The frequent appearance of mythological figures and motifs in all areas of popular culture speaks to the notion that mythologies, far from being relics of the past, continue to have significance in the contemporary world. Movies, television, computer games, comics, graphic novels, traditional literature, visual arts, performing arts, politics, blogs--list goes on--contain both explicit and implicit epiphanies of archetypes such as Hermes and Isis and Kali, and of mythological narratives such as those found in classical Greek tragedies or medieval Grail legends, to name only a few examples. Contemporary revisionings and reinterpretations of ancient mythological elements reflect the attitudes of current culture.
Proposals that pertain to the general theme of Mythology in Contemporary Culture are welcomed.

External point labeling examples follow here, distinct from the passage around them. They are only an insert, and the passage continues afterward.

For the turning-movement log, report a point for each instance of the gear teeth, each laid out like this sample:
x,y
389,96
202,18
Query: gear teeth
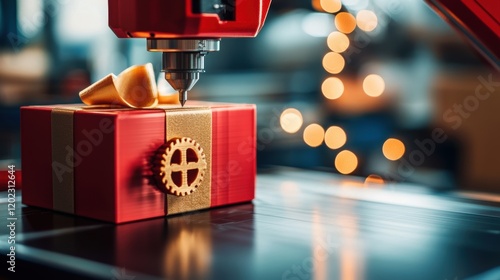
x,y
163,171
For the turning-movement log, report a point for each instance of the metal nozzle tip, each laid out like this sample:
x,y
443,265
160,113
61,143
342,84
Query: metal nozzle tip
x,y
182,97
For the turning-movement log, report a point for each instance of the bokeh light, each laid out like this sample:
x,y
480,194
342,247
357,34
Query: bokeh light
x,y
373,85
346,162
332,88
314,135
345,22
366,20
291,120
329,6
393,149
333,62
335,137
337,42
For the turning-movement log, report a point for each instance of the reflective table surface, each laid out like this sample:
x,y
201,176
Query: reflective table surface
x,y
302,225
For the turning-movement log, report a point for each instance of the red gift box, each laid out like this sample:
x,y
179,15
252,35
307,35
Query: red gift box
x,y
122,165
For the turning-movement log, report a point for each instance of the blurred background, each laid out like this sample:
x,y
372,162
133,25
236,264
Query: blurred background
x,y
383,89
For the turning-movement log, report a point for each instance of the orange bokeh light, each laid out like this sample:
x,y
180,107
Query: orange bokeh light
x,y
333,62
346,162
393,149
345,22
314,135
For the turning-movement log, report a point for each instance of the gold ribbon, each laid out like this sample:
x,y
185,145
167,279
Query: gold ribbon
x,y
195,123
62,150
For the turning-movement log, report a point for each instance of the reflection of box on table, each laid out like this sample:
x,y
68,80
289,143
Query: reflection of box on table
x,y
121,165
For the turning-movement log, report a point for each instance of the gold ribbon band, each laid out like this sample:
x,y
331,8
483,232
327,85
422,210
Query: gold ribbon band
x,y
62,157
195,123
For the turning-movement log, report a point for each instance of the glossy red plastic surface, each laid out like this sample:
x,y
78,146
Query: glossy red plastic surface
x,y
175,19
113,182
478,20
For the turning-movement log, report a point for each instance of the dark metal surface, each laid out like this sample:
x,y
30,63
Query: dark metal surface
x,y
302,225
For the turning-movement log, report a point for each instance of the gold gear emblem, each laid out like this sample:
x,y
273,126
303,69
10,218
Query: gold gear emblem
x,y
182,165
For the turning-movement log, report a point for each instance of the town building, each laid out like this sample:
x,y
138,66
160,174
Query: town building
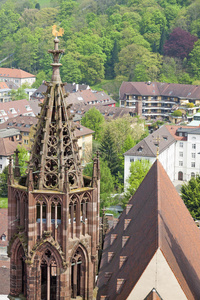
x,y
69,88
15,108
24,126
4,92
53,214
18,76
179,148
21,129
7,148
156,99
154,249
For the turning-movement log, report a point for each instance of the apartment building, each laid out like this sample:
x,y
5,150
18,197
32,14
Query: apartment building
x,y
179,151
155,99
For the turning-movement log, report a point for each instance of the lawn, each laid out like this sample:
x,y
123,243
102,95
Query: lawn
x,y
3,202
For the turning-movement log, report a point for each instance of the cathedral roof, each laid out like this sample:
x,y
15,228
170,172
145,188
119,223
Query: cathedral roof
x,y
155,218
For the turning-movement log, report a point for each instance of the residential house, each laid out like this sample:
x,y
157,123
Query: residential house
x,y
4,92
23,125
14,108
178,146
154,249
69,88
18,76
7,148
155,99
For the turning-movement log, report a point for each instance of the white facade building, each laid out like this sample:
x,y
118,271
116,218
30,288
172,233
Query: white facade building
x,y
179,151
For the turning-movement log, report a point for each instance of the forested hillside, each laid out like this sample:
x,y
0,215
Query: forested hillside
x,y
104,40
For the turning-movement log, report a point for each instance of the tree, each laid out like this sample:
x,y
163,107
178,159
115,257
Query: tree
x,y
190,193
19,94
3,182
23,157
93,120
108,151
106,183
138,171
179,44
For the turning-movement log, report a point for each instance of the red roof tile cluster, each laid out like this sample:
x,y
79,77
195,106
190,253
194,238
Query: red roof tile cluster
x,y
3,85
7,147
185,91
22,123
14,73
14,108
159,219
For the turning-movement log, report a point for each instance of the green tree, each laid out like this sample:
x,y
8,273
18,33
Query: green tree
x,y
18,94
93,119
106,183
23,158
138,171
3,182
108,150
190,193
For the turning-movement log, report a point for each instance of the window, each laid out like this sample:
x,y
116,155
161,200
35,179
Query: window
x,y
193,146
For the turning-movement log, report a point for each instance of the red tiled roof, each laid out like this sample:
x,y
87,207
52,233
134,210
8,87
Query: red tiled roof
x,y
3,85
14,73
7,147
159,219
20,123
19,107
186,91
82,131
173,128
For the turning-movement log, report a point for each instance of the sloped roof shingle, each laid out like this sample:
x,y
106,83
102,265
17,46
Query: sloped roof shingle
x,y
159,219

Please note that, for purposes of this area, the term “mythology” does not include postmodern evaluations or deconstructions of such “mythologies” as colonialism, structuralism or psychoanalysis.
Please submit an abstract of 250 words or less as an e-mail attachment to Kate Rittenhouse at email@example.com, no later than December 15, 2010.
The 2011 Popular Culture Association (PCA)/American Culture Association (ACA) Annual National Conference will take place April 20 - 23, 2011 at the Mariott Rivercenter and Riverwalk Hotels in San Antonio, Texas.